The process is different for wood stoves. Disconnect the wood stove from the chimney by removing the sections of black stove pipe (you may need to slide the wood stove slightly to do this, so enlist your helper again). With the pipe removed, you should be able to see into the top of the wood stove and locate the piles of creosote. Vacuum these out and replace the stove and stove pipe.
Step 9: Clean up and dispose of the creosote.
Carefully clean up the plastic, drop cloths, and other items. Avoid shaking them if possible, as they’re covered in ash and creosote and will kick up a bit of dust. Vacuum up any dust films and then carefully empty the shop vac into a trash bag.

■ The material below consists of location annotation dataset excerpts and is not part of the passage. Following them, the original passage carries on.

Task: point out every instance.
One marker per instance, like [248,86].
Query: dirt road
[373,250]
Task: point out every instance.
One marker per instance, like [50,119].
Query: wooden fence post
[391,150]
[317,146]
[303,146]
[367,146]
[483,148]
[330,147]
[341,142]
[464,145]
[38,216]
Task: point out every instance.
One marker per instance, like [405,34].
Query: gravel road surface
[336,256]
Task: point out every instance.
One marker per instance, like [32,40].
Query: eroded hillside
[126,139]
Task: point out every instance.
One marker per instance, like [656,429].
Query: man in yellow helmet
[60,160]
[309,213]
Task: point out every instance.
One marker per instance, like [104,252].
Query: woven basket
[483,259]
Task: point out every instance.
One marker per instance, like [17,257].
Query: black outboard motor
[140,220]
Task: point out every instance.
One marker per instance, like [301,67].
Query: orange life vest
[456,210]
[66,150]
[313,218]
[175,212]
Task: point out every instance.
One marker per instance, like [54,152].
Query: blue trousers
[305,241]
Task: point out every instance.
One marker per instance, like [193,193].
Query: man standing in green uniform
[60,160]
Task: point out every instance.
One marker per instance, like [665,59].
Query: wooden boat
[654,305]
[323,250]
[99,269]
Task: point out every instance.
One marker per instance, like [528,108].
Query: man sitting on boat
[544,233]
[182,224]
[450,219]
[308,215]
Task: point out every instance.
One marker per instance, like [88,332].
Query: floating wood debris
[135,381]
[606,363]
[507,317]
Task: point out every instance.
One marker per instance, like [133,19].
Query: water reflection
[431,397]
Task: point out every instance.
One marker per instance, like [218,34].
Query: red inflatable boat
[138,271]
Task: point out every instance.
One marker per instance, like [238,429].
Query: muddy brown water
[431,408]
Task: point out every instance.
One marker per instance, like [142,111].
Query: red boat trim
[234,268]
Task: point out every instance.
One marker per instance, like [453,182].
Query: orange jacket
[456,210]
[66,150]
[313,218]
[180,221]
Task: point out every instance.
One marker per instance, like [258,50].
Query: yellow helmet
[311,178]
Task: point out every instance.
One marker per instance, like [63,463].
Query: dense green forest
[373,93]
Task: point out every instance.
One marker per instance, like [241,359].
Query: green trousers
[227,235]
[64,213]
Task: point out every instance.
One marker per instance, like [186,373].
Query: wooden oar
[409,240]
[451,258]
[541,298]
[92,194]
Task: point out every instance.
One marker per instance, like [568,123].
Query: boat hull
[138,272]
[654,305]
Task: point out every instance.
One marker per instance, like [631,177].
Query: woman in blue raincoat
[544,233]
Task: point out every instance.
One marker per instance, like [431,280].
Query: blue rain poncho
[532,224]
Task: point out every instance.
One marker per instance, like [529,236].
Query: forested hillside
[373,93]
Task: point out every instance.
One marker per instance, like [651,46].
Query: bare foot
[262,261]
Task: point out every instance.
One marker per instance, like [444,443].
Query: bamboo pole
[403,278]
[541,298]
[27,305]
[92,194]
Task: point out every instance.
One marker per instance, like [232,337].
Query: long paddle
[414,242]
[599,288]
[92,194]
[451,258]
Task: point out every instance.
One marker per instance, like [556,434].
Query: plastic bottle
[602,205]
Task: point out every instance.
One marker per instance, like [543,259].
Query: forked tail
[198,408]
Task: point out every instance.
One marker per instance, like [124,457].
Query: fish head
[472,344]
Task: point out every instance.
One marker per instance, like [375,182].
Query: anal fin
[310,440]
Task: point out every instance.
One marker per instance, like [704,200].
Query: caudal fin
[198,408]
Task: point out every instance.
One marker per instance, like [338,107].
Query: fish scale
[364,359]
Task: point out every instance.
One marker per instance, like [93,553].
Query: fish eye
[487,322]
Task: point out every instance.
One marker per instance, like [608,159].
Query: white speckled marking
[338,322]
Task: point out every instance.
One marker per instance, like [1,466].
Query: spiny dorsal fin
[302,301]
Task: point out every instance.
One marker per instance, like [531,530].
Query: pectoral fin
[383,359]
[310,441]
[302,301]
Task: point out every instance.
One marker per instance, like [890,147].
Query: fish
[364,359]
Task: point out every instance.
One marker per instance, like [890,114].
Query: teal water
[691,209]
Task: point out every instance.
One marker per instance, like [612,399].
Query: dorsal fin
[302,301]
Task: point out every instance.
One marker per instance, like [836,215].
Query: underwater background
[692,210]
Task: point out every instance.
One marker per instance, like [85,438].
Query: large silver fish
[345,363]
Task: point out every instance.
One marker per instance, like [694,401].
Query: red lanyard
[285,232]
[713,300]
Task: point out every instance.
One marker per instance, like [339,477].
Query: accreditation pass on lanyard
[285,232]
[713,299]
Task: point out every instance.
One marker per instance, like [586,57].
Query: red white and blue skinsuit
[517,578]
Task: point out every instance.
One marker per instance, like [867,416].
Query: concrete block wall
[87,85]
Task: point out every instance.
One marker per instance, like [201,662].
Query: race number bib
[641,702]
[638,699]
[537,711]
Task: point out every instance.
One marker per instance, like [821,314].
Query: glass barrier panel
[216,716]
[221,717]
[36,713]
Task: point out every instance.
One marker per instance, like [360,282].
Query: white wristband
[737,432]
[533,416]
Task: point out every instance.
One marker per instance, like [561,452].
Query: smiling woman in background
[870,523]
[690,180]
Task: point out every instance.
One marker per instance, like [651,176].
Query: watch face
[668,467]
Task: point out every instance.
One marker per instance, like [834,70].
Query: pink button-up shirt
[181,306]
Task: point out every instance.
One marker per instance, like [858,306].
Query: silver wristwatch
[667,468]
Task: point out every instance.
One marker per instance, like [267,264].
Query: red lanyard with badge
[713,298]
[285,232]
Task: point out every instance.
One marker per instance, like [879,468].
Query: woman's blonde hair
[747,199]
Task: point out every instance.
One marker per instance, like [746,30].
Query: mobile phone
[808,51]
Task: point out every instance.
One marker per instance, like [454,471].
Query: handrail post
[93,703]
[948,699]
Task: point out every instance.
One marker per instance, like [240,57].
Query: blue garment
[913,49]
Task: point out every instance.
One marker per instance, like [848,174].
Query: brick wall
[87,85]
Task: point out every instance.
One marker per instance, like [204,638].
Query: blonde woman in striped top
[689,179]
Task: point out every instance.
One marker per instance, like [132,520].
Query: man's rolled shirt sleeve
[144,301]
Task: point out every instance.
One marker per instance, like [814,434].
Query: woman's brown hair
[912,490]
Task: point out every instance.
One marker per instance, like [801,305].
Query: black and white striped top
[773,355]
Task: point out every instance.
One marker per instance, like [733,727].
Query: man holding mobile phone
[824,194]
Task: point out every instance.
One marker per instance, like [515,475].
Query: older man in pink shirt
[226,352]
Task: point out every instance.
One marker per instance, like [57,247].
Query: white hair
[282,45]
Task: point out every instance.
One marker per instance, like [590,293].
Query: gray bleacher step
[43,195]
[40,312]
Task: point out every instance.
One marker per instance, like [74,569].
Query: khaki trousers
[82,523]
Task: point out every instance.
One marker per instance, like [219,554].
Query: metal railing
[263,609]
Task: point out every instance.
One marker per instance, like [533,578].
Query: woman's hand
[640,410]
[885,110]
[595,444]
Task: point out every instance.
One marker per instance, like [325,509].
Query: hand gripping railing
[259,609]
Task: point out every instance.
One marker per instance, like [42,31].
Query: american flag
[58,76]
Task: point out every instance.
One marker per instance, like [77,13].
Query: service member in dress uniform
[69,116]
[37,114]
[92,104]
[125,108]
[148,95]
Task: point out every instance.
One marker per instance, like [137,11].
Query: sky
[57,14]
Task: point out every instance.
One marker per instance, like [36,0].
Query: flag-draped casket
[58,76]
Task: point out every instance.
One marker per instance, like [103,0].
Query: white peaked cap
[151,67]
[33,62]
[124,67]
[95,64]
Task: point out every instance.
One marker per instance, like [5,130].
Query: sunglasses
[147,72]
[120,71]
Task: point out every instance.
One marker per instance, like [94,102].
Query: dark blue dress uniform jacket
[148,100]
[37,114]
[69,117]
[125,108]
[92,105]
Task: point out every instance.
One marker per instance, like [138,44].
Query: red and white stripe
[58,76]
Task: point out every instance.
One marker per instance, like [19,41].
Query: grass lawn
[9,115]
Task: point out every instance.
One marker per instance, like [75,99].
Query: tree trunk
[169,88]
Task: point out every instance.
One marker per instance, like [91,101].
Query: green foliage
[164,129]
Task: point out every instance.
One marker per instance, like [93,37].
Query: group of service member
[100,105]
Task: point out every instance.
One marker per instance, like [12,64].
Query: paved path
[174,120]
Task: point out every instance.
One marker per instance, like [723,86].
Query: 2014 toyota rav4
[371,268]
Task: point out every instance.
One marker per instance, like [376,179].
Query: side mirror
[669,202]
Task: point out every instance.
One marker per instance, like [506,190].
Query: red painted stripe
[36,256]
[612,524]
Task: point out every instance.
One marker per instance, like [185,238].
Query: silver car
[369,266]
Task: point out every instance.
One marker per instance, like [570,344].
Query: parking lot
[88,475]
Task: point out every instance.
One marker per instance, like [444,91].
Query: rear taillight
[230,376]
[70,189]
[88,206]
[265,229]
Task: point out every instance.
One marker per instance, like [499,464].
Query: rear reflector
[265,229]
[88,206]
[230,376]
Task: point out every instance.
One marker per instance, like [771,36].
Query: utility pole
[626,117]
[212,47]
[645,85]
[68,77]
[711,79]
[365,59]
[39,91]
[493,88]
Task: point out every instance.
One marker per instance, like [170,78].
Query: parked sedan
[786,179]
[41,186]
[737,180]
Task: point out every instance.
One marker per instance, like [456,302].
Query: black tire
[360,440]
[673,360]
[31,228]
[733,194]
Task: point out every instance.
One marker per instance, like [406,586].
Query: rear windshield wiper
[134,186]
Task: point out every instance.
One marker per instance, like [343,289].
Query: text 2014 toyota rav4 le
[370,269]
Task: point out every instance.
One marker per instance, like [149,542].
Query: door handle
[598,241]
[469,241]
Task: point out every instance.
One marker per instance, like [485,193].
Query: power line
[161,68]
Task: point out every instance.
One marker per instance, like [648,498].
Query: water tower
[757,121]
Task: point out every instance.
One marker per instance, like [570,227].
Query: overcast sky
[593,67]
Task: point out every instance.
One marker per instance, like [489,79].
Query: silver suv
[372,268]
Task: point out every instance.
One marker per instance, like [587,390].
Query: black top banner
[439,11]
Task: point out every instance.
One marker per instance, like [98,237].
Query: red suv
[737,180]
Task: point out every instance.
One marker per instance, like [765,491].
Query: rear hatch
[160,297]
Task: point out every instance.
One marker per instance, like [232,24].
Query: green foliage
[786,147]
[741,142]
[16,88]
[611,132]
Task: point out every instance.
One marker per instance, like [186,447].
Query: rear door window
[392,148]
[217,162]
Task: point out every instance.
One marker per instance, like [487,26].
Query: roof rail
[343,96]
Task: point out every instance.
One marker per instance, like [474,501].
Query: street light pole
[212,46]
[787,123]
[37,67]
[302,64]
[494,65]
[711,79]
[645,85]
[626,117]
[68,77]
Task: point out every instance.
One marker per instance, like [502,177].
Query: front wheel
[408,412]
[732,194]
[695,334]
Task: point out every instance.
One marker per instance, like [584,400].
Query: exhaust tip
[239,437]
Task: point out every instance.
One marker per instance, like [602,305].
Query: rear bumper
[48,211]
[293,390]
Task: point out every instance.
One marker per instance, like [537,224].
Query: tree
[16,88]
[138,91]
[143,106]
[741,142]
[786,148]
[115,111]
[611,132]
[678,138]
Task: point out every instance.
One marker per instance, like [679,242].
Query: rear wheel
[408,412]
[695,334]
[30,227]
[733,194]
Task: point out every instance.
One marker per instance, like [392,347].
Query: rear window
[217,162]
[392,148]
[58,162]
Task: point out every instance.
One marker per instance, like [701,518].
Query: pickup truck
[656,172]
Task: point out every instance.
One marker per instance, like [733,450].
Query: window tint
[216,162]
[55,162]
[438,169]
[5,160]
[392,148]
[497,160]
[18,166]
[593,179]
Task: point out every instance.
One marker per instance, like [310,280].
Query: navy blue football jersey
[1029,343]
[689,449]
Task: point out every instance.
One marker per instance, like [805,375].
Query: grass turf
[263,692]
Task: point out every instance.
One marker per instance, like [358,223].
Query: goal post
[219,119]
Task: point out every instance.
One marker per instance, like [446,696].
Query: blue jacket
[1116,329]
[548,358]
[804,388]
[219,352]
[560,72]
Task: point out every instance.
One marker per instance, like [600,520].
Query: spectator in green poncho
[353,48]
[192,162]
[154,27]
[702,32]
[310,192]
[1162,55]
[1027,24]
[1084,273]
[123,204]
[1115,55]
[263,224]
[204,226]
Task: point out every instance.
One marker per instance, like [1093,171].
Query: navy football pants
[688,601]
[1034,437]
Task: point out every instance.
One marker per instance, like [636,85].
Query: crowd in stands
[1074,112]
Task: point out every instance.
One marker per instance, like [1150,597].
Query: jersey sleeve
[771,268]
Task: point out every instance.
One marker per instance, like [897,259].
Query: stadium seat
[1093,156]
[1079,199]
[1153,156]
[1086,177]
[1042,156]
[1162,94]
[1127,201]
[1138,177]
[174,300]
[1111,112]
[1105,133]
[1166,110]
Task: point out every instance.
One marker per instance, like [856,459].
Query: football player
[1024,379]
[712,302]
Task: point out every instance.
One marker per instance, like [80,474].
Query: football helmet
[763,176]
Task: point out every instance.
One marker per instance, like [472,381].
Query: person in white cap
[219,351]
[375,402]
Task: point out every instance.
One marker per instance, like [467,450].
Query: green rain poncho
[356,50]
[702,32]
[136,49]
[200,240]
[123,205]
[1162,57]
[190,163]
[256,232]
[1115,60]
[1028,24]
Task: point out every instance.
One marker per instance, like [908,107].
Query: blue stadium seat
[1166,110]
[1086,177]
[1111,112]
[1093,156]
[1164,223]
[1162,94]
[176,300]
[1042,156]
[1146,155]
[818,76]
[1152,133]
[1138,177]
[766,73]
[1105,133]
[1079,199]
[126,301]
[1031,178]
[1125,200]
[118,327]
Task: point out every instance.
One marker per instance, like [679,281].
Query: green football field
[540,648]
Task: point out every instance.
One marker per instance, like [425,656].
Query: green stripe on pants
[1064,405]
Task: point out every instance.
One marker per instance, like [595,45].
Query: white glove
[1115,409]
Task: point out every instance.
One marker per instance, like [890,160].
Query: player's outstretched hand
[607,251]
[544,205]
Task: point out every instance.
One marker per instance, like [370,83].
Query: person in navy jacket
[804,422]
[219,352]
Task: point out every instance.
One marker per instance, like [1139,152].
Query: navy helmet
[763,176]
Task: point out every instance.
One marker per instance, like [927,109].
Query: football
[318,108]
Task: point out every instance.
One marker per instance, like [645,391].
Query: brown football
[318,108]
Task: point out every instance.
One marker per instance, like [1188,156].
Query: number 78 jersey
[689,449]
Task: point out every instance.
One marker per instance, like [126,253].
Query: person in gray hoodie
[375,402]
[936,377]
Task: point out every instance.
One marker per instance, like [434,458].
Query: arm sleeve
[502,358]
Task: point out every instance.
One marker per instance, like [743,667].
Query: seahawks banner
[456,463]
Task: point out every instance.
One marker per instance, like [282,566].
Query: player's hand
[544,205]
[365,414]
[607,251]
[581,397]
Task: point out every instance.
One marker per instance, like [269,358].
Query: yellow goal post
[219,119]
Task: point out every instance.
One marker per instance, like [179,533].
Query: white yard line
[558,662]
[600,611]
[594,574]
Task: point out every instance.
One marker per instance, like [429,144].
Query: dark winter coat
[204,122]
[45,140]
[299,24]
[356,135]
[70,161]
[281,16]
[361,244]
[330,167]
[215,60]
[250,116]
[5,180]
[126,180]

There are quite a few laws that determine how to dispose of creosote. Generally speaking, the creosote from a fireplace chimney can be bagged and thrown in normal trash, but it’s important to check with the local town hall or waste facility to ensure that this is okay.
When should you call a chimney sweeping professional?
The act of chimney cleaning isn’t hard, but there are some instances when it’s better to call a chimney sweeping professional. For example, if there is a blockage in the chimney caused by wildlife or bees and wasps, calling a local pro makes more sense than getting bitten or stung.
Also, if you’re not comfortable on a ladder, you might consider letting someone else clean your chimney. While you can do it from inside the home, it’s much messier, so call a professional.
Finally, if your chimney is older, hasn’t been used in a few years, or is showing signs of visible wear, do not clean and use your chimney—the risk is not worth the cost of hiring a professional. Call a professional who can come in and verify that your chimney is safe. If not, they may suggest installing a new liner to protect the home from fires. That’s not something the average DIYer can confidently handle.